= Slug test =

Type of aquifer test

In hydrogeology, a slug test is a particular type of aquifer test where water is quickly added or removed from a groundwater well, and the change in hydraulic head is monitored through time, to determine the near-well aquifer characteristics. It is a method used by hydrogeologists and civil engineers to determine the transmissivity, hydraulic conductivity, and storativity of the material the well is completed in.

==Method==
The "slug" of water can either be added to or removed from the well — the only requirement is that it be done as quickly as possible (the interpretation typically assumes instantaneously), then the water level or pressure is monitored. Depending on the properties of the aquifer and the size of the slug, the water level may return to pre-test levels very quickly (thus complicating accurate collection of water level data).

A slug can be added by either quickly adding a measured amount of water to the well or something which displaces a measured volume (e.g., a long heavy pipe with the ends capped off). An alternative object is a solid polyvinyl chloride (PVC) rod, with sufficient weight to sink into the groundwater. The objective here is to displace water, not merely be "heavy". A slug of water can be removed using a bailer or pump, but this is more difficult to do since it must be done very quickly and the equipment for removing the water (pump or bailer) will likely be in the way of getting water level measurements.

==Performance==
A slug test is in contrast to standard aquifer tests, which typically involve pumping a well at a constant flowrate, and monitoring the response of the aquifer in nearby monitoring wells. Often slug tests are performed instead of a constant rate test, because:

- time constraints (quick results, or results for a large number of wells, are needed),
- the well does not or cannot have a pump installed on it (slug tests do not require pumping),
- the transmissivity of the material the well is cased in is too low to realistically perform a proper pumping test (common for aquitards or some bedrock monitoring wells), or
- the general size (order of magnitude) of the aquifer parameters is all the accuracy that is required.

The size of the slug required is determined by the aquifer properties, the size of the well and the amount of time which is available for the test. For very permeable aquifers, the pulse will dissipate very quickly. If the well has a large diameter, a large volume of water must be added to increase the level in the well a measurable amount.

==Interpretation==
Because the flow rate into or out of the well is not constant, as is the case in a typical aquifer test, the standard Theis solution does not work.

Mathematically, the Theis equation is the solution of the groundwater flow equation for a step increase in discharge rate at the pumping well; a slug test is instead an instantaneous pulse at the pumping well. This means that a superposition (or more precisely a convolution) of an infinite number of sequential slug tests through time would effectively be a "standard" Theis aquifer test.
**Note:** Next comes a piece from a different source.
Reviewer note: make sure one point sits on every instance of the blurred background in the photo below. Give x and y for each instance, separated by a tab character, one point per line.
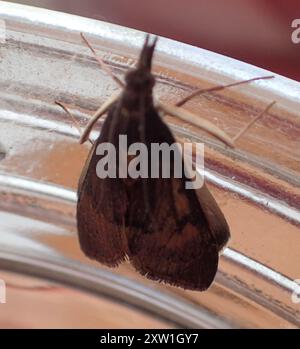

There are several known solutions to the slug test problem; a common engineering approximation is the Hvorslev method, which approximates the more rigorous solution to transient aquifer flow with a simple decaying exponential function.

The aquifer parameters obtained from a slug test are typically less representative of the aquifer surrounding the well than an aquifer test which involves pumping in one well and monitoring in another. Complications arise from near-well effects (i.e., well skin and wellbore storage), which may make it difficult to get accurate results from slug test interpretation.